Fra le nuove ministerialità che arricchiscono la vita della Chiesa in questo inizio di terzo millennio, un ruolo particolare lo rivestono quelle legate al mondo dei social media.
Sono passati ormai più di trent’anni da quando san Giovanni Paolo II nell’Enciclica Redemptoris missio proponeva un cambio radicale di prospettiva nel rapporto fra comunità ecclesiali e mezzi della comunicazione sociale, «primo aeropago del tempo moderno»: quest’ultima non doveva più essere vista unicamente come espressione di oggetti da utilizzare ma come luogo da abitare.
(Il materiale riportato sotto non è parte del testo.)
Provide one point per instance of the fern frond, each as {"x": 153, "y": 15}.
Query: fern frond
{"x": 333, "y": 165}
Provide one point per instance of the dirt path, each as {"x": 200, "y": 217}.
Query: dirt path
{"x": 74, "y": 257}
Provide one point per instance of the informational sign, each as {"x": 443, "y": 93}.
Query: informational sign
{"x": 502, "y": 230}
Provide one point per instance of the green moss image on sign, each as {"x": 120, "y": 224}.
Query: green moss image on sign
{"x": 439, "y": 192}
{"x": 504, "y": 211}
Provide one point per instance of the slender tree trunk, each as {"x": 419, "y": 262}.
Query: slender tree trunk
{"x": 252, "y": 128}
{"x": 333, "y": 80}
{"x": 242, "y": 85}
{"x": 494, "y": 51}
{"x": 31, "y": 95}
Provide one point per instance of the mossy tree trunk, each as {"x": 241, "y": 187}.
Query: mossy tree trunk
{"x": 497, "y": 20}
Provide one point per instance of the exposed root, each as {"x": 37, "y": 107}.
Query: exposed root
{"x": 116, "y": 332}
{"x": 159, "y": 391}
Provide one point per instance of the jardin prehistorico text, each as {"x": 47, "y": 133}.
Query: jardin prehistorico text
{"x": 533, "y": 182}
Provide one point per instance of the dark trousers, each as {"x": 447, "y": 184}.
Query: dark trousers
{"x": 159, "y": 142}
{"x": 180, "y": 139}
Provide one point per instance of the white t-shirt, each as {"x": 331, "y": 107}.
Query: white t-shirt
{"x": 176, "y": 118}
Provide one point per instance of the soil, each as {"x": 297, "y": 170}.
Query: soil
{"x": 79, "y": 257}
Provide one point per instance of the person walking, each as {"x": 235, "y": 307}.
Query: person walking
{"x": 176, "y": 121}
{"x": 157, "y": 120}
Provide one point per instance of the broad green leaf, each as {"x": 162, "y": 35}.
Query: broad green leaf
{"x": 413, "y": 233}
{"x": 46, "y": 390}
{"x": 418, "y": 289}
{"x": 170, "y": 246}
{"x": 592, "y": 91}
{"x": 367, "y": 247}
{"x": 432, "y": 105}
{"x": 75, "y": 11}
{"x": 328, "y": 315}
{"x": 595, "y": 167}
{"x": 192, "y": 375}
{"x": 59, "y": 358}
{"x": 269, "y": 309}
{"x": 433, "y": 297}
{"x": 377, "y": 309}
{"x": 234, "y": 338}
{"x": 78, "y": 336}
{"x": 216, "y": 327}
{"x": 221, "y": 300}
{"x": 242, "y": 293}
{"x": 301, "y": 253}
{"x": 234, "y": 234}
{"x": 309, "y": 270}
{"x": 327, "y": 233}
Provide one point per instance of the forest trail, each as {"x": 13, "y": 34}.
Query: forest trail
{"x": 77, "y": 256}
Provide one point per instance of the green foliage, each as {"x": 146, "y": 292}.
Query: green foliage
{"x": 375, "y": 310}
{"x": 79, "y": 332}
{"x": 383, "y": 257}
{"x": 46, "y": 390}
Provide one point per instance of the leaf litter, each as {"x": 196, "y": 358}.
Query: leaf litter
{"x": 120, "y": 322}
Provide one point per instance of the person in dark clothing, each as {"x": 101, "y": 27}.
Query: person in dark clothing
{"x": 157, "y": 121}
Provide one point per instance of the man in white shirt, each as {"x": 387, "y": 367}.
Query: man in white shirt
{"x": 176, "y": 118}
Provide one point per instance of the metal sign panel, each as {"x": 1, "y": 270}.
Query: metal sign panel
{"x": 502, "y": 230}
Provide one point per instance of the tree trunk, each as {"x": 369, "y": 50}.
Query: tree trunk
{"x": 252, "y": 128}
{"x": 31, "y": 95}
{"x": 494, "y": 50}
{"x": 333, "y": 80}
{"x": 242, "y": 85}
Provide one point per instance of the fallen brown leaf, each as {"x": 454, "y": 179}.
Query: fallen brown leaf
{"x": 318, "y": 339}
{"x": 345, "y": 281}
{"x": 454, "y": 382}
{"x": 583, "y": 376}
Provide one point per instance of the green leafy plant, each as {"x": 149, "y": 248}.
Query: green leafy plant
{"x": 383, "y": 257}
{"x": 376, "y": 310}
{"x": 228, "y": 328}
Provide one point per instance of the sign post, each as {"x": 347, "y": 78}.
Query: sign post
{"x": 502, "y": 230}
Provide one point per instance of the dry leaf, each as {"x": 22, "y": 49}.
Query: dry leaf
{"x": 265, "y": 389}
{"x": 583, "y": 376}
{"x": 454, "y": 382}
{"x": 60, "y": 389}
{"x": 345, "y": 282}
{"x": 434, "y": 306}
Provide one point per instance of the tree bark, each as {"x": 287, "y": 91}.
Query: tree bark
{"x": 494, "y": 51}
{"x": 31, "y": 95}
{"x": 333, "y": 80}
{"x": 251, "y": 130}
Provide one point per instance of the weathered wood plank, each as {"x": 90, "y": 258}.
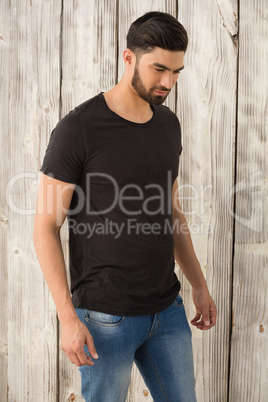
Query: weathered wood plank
{"x": 88, "y": 67}
{"x": 5, "y": 149}
{"x": 207, "y": 111}
{"x": 249, "y": 341}
{"x": 31, "y": 94}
E in quest’ottica la presenza sul Web richiede alle Chiese locali uno stile del tutto particolare: alle competenze tecniche deve affiancarsi la consapevolezza che siamo «chiamati a essere testimoni della verità» e
quindi impegnati ad «andare, vedere e condividere», come ci ha ricordato papa Francesco nel Messaggio per la Giornata delle Comunicazioni sociali di quest’anno.
Il confronto su queste tematiche è stato al centro del corso di formazione promosso dalla Federazione italiana settimanali cattolici e svoltosi a Roma la scorsa settimana in collaborazione con l’Ufficio nazionale delle Comunicazioni sociali e il contributo della Fondazione Comunicazione e cultura.
Su «Il linguaggio ecclesiale dal giornalismo cartaceo al giornalismo digitale: stili di una presenza ecclesiale nei social media» si sono confrontati una trentina di responsabili Web e social media impegnati nelle testate
diocesane. Con loro hanno dialogato Vincenzo Corrado, direttore dell’Ufficio della Conferenza episcopale italiana, Federico Badaloni, responsabile dell’area di Architettura dell’informazione della Divisione digitale del Gruppo editoriale L’Espresso, Riccardo Benotti, caposervizio Agensir, e Cristian Gennari, fotogiornalista.
Fondamentale – è stato sottolineato – rimane il rapporto con il territorio, inteso non solo come entità fisica ma soprattutto come il luogo teologico in cui i media diocesani sono chiamati a vivere quotidianamente la propria “diakonìa informativa”. In tal senso non è possibile offrire una “ricetta” univoca per l’impegno in rete e sui social: il modo di proporsi al pubblico dei navigatori del Web (dalla scelta dei social su cui investire alla grafica con cui presentarsi…) richiede una professionalità calibrata nella sua
duttilità non solo sull’età ma anche sulla realtà culturale ed ecclesiale degli interlocutori locali.
I giornali aderenti alla Fisc hanno alle spalle un lungo cammino che ha accompagnato negli ultimi tre secoli le vicende della Chiesa universale e delle Chiese particolari: il mantenersi fedeli allo spirito con cui quotidiani e settimanali sono sorti dalla fine del 1800 a oggi in oltre 200 diocesi del nostro Paese non può oggi tramutarsi in una rincorsa impersonale al like ma deve confrontarsi con la capacità di saper ascoltare e raccontare le storie quotidiane degli uomini e delle donne che abitano le nostre città e i nostri paesi nella consapevolezza che «nessuno è una comparsa sulle scena
del mondo e la storia di ognuno è aperta ad un possibile cambiamento».
Ed è questa la ricetta per abitare “da influencer” anche il cammino sinodale intrapreso dalla Chiesa italiana.